The lungs adhered to the entire surface of the pleura, diaphragm and pericardium. Their substance was healthy and free of tubercles; there were only a few around the trachea and oesophagus. The pericardium contained the usual amount of serosity; the heart was pale, but in its natural state.
The brain and its dependencies were in the most perfect integrity. All the disorders we have just detailed are obviously the effect of a long-existing scrophular defect, to which the death of the child must be attributed. The present report was drawn up and closed in Paris, at the above-mentioned place, by the undersigned, at four and a half hours' notice, on the day and year above.
— Dumangin, Lassus, PH. J. Pelletan, N. Jeanroy.

==Empire and Restoration==
In 1801, Dumangin was one of the twenty-four members of the General Council of the Department of the Seine, which served as Paris City Council.

On 27 January 1809, at the age of 64, he married his third wife, Anne de Coste de la Calprenède, aged 21, a distant descendant of Gauthier de Costes, seigneur de la Calprenède. (Note: Demangin married Marie Caroline Brou in the early 1770s, then in 1778 Anne Catherine Caliste Des Essartz (died 1788), daughter of Jean-Charles Desessartz, Doctor Regent of the Faculty of Medicine of Paris.
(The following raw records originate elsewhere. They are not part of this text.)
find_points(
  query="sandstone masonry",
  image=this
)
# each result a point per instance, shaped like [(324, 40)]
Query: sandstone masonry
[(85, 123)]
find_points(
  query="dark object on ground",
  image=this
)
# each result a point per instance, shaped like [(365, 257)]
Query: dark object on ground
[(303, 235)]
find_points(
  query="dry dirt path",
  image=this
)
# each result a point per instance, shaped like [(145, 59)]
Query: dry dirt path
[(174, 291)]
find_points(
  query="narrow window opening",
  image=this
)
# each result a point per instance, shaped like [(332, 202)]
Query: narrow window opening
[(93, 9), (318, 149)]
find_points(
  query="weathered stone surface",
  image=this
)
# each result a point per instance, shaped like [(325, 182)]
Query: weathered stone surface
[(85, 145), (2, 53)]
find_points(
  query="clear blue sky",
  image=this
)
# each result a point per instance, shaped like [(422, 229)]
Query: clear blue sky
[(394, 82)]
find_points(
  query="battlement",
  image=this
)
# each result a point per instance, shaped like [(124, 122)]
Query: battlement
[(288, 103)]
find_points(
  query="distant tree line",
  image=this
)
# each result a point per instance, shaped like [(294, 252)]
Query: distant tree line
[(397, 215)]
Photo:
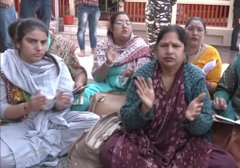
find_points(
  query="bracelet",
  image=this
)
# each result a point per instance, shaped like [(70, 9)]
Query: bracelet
[(109, 65), (26, 107)]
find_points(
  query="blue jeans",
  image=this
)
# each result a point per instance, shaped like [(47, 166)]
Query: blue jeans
[(41, 8), (90, 15), (7, 16)]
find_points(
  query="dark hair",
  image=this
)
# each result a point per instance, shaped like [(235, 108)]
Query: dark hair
[(196, 18), (21, 27), (173, 28), (13, 28), (112, 20)]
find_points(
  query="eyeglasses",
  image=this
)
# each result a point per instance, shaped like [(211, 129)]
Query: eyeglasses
[(123, 22), (192, 28)]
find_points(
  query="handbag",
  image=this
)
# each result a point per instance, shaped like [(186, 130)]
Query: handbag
[(103, 103), (85, 152), (227, 136), (6, 3)]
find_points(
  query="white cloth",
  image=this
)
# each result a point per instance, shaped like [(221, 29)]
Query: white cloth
[(45, 135)]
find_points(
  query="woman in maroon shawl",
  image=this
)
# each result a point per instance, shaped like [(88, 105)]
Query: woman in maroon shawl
[(166, 115)]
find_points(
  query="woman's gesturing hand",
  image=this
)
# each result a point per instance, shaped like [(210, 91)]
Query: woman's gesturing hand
[(219, 103), (195, 107), (145, 92), (110, 55)]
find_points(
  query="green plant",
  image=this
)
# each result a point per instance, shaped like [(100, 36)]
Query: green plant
[(67, 11)]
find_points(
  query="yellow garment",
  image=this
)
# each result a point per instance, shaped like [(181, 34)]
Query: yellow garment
[(208, 55)]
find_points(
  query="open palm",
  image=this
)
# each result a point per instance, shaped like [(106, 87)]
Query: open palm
[(145, 92)]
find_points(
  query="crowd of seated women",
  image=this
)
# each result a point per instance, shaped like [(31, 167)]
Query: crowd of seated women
[(166, 118)]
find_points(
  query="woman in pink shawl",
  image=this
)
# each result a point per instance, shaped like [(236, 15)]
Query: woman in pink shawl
[(166, 115), (116, 58)]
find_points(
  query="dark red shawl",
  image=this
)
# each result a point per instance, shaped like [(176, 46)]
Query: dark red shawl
[(164, 142)]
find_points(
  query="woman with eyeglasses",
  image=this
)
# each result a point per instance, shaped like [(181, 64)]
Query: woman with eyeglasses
[(117, 57), (200, 53)]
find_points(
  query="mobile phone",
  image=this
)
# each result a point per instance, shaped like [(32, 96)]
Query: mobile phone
[(76, 90)]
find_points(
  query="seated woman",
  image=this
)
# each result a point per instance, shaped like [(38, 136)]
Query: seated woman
[(227, 96), (63, 48), (116, 58), (36, 90), (166, 114), (200, 53)]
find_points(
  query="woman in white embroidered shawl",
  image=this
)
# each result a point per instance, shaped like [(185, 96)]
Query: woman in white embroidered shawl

As a widower, Jean-Baptiste Dumangin frequented the Parisian places of pleasure and became friends with a former dancer of the Opera that he maintained, Suzanne Dorothée Rihm (1741-1810). Young, her beauty and charms had not left Louis XV indifferent.)
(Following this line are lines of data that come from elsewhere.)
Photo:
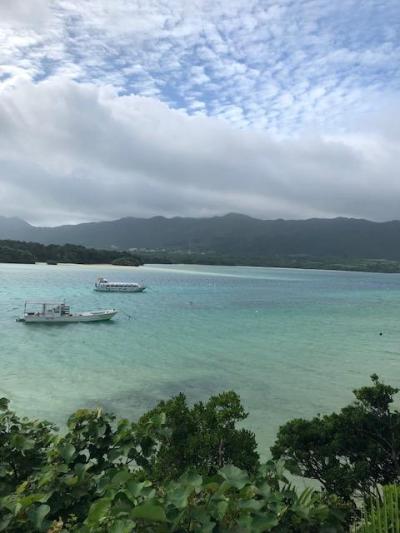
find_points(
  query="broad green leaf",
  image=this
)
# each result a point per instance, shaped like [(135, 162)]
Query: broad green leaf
[(4, 402), (234, 476), (22, 443), (178, 494), (121, 477), (122, 526), (191, 479), (149, 512), (251, 505), (38, 514), (221, 509), (5, 522), (67, 452), (264, 522), (98, 510), (33, 498), (135, 488)]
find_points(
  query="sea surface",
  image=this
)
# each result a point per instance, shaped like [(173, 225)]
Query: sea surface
[(292, 343)]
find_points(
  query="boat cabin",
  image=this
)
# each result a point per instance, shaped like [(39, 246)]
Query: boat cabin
[(49, 309)]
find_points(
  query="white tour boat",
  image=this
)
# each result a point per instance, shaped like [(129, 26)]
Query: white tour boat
[(56, 313), (103, 285)]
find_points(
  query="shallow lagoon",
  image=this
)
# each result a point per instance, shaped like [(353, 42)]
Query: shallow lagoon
[(291, 342)]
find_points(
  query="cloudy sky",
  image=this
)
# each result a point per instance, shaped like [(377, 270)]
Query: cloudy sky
[(273, 108)]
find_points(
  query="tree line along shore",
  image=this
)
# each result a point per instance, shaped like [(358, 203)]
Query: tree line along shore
[(30, 252)]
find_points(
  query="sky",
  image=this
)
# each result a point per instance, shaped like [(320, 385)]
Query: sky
[(272, 108)]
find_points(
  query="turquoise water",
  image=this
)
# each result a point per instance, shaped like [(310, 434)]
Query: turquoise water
[(291, 342)]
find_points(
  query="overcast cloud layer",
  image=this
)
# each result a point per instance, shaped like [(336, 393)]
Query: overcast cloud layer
[(271, 108)]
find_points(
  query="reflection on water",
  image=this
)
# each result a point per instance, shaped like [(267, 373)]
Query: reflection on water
[(291, 342)]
A final episode opposed Pelletan and Dumangin after the Bourbon Restoration of 1815. Following a tradition of preserving royal hearts, Louis XVII's heart was removed and smuggled out during the autopsy by Pelletan. Thus, Louis' heart was not interred with the rest of the body. Pelletan stored the smuggled heart in distilled wine in order to preserve it. However, after 8 to 10 years the distilled wine had evaporated, and the heart was from that time kept dry.
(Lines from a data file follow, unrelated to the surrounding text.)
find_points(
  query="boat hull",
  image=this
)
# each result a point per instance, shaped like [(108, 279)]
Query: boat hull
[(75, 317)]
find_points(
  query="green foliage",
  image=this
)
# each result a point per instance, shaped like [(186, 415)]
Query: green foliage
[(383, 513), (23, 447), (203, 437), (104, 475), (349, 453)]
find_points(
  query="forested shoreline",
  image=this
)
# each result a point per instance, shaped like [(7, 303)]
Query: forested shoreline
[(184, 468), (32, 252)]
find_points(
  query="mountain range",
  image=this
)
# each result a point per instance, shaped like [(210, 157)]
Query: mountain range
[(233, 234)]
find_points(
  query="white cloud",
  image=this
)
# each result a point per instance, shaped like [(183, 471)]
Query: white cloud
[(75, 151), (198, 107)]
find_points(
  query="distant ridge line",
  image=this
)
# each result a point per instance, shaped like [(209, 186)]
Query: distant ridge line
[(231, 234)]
In 1817, Pelletan attempted to give the Louis XVII's heart to his uncle, Louis XVIII, because the king had expressed his intention to show some gratitude to those who had shown sympathy for his family in times of trouble. But Pelletan did not mention his colleague Dumangin: the latter expressed his displeasure and a discussion arose between the two doctors. Anyway, Louis XVIII refused the "gift" because he could not bring himself to believe that was the heart of his nephew. Pelletan then donated the heart to the Archbishop of Paris, Hyacinthe-Louis de Quélen.

After forty years of service in the hospital, Dumangin retired in 1820 at Saint-Prix, Val-d'Oise, near Montmorency, where he died on 28 March 1826 at the age of 82 without obtaining the Legion of Honour.